Amazing Fantasy


Silver Sable in…

ONE WAY OR ANOTHER

By Meriades Rai


Mankind’s voracious appetite for global exploration was well documented, but there were some regions on Earth that remained uncharted even in the 21st Century. One such location was the Libyan Desert in North Africa, a vast, 600-kilometre stretch of uninhabited plains and volcanic mountains. Throughout this belt of bleached stone and relentless sand and scrub there were precious few landmarks to distinguish the terrain; there were gigantic dustbowls – craters formed by ancient meteor strikes – and numerous, gleaming rock formations lurking black and alien amidst the dunes, but these sites were so plentiful they tended to add to the overall sense of isolation rather than offer anything in the way of identity.

There were probably people who could appreciate the beauty of such an austere landscape, but Silver Sablinova wasn’t one of them. In her considered opinion, as she plough her bullet-riddled jeep through a shallow basin at a reckless sixty miles an hour in a desperate attempt to outrun the heavily armed militant unit that was dogging her like a desert fox, Libya was a desolate, godforsaken hellhole that was in urgent need of renovation.

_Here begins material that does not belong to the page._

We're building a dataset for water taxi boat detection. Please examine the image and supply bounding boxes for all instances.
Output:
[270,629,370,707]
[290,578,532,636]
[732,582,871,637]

“Pfft. My kingdom for just one tiny hint of luxury,” Silver murmured, her sultry purr sharpened with a dark accent that brought to mind a hint of Bela Lugosi: creepy or erotic, depending on one’s predilection, but distracting either way. She adjusted her aviator shades as automatic gunfire raked a sequence of black rocks away to her right flank, showering her with stone splinters as the jeep hurtled past. “Just a smidgen,” she persisted, caustically. “A quantum of solace, if you will; a bed, a satin camisole, a pair of cozy slippers… and a bath! God, yes, a bath. Honestly, don’t you renegade types miss your creature comforts when you’re on the run?”

The old man who was trussed up in the back seat of the jeep unleashed a stream of expletives in Spanish. Silver sniffed. Pfft indeed. No decorum. This modern world, it really did leave so much to be desired…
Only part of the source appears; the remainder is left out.